Qala by Netflix is about the journey of a renowned singer fighting inner demons. The film has a wonderful cast of Tripti Dimri, Babil Khan, Swastika Mukherjee, and Varun Grover. A strained relationship with her mother and a dark past has made sure that success tastes like a sting for Qala, the leftover pieces of the love she never gets. Tenderness and violence are constant in this Anvitaa Dutt movie.
In the film, a mother sings to her young girl, “why do you look so sad?” The daughter replies that a peacock singing in the forest has stolen her dreams. We’ll get a gun and kill the peacock, the mother says. No, we mustn’t, the girl says, we’ll just silence it, lock it up in a cage.
It’s a discussion of mother-daughter relationships, trauma, sexism, and mental health issues. Audiences are hailing the film for a realistic portrayal of having an emotionally abusive parent and its psychosocial feminism.
We first meet Qala, basically like a beam of light reflecting off her gold record. It seems to be the peak of her success and dreams, but soon we are confronted by reality. The press is only interested in a successful playback singer’s dating life, only because of her gender.
From the onset, the audience witnesses ignorance towards women’s mental health. Qala clutches her arm skin away from the peering eyes of the press, talking about her mother and “brother”. The first thing that Urmila learns about her daughter is that she absorbed her twin brother’s nutrition in the womb. It gives the audience hope that perhaps she would not have been as distant and pathologically demanding. Urmila is a mother of duty, not of love.
Even Urmila’s demands come from mental health unawareness and sexism. It is a time when male musicians are ‘Pandits’ but female counterparts are reduced to ‘Bai’ (courtesans, as if that’s a bad thing). Hence, Qala’s gender becomes a hindrance. Qala’s mother’s grandfather was a famous thumri singer, which made her sacrifice her dreams because it was unacceptable for a woman to carry the legacy. She raises Qala with little affection, in a gothic mansion, to become the voice of her Gharana.

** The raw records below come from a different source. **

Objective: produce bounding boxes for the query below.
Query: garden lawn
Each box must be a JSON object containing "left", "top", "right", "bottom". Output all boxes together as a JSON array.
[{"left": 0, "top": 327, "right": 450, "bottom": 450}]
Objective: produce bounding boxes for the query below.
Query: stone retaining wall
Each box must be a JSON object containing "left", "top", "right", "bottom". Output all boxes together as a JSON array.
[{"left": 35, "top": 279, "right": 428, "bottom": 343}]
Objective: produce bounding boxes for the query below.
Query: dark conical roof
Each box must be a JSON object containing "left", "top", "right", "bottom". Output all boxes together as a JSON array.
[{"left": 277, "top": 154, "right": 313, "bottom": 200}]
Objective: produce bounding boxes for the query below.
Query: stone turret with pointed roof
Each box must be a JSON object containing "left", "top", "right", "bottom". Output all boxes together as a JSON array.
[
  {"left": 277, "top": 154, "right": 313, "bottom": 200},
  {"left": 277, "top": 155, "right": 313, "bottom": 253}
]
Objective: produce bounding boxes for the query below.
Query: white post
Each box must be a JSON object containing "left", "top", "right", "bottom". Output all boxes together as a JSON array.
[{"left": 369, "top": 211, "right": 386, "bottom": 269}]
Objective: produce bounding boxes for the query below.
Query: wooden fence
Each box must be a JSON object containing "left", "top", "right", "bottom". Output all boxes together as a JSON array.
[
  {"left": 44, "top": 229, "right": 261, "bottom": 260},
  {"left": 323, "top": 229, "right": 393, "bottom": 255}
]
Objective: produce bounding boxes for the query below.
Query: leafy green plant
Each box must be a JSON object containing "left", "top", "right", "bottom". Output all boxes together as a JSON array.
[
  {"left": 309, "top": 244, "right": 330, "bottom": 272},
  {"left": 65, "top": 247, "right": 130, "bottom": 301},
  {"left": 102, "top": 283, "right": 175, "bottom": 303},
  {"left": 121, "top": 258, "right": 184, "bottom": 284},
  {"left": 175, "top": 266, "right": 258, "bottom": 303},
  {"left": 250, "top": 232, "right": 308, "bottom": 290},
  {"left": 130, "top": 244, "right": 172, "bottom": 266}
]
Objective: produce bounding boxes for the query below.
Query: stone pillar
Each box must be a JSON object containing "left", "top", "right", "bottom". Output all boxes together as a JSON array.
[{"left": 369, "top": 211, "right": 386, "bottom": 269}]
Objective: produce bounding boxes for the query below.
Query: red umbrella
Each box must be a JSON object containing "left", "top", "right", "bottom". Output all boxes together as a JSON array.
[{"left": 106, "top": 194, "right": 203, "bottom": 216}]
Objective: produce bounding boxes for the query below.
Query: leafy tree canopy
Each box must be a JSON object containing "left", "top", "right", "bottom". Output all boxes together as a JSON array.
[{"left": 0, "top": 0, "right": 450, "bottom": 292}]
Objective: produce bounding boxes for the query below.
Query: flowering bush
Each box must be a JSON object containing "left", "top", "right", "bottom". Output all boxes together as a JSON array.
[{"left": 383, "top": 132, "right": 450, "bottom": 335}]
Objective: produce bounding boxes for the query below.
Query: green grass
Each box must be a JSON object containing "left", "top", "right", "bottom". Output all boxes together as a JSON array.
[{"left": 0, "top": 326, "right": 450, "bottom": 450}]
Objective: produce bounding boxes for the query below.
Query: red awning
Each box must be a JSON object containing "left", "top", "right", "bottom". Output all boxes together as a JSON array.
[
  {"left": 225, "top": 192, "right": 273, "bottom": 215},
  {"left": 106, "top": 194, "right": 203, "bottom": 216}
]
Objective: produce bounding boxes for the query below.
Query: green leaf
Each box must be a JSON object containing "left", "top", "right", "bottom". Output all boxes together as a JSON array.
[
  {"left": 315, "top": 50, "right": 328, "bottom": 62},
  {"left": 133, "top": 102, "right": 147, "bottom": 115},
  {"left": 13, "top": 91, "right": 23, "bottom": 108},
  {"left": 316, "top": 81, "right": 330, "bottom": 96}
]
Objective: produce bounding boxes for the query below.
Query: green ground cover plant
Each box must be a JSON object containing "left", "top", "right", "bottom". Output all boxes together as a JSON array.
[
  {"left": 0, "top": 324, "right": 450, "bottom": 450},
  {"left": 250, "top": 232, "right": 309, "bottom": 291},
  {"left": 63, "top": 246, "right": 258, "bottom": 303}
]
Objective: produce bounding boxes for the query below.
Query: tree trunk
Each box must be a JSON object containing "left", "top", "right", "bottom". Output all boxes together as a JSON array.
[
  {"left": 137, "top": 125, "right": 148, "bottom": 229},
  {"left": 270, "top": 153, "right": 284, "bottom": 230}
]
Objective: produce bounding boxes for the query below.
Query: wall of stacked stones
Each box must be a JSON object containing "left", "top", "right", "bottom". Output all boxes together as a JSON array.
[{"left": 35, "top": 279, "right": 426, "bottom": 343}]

The visuals of Qala hauntingly show the protagonist’s cry for mental help. Apparitions appear in mirrors as her mental state collapses. It is difficult to distinguish reality from hallucination. A party turns phantasmagoric, Black Swan-esque wings before an unfortunate event. A bug flies into an eye. A silver ball of mercury is a visual rhyme with a water droplet, which becomes shining drops, which become sleeping pills. There’s a transition from Qala standing in a spotlight in the snow to her recording for the first time in the studio. During a later recording, at the crescendo of her breakdown, she imagines the studio filling with snow.
Jagan is everything she wishes to be for her mother’s love. Her failure, in comparison to his, haunts her. Qala is a feminist psychodrama, that discusses women’s prescribed roles and their limitations.
Qala is discouraged from becoming the torchbearer for her gharaana. Her mother refuses to let her sing in movies or in front of filmmakers because “good” women do not do so. Naseeban Apa is a music composer who gets slut-shamed and gossiped about. After becoming a golden record vested playback singer, she has to fight to get paid as much as the male singer. Qala hires a woman as her secretary, but only after arguing with a man. Qala feels safe and understood by women. She invites a reporter and photographer who is a woman to interview her and shoot her.
The men she chooses or has to succumb to continue to exploit her, except Jagan. The producers exploit and demean her, and the decent lyricist, Majrooh, turns a blind eye to the exploitation. One revealing scene sees a doctor called in to check on Qala after a breakdown. He brushes it off as a ‘ladies’ problem’, a case of acute artistic sensitivity.
Hysteria was a common diagnosis given to women in the 20th century. Because if she isn’t feeling mentally well, she’s definitely ‘crazy’ due to ‘hormones’. Medicine is also a stream that is sexist towards women. Medical research is biased and often ignores women, medicines and diagnoses are catered to men and shun women. She asks him to prescribe sleeping pills. “Aap sochna band kijiye (stop thinking)”, he advises.
The movie, however, sensitively explores mental health without creating villains. While Qala is consumed by childhood trauma, her mother fails to break the cycle of patriarchy. We also see a young Jagan struggling with his mental health which deteriorates after he loses his voice.
In one of the most haunting scenes, Jagan tells Qala how scared he is after losing his voice. “Andar kuch toot gaya hai”, he says pointing at his heart, before saying, “Kal sab kuch theek ho jaayega”. Qala is a ray of hope that mental health narratives are indeed changing.
In one of the many lines that stay with you, Majrooh urges Qala to fight the cycle of abuse and says – Daur badlega, daur ki yeh purani adaat hain (time will change, time has an old habit of doing so).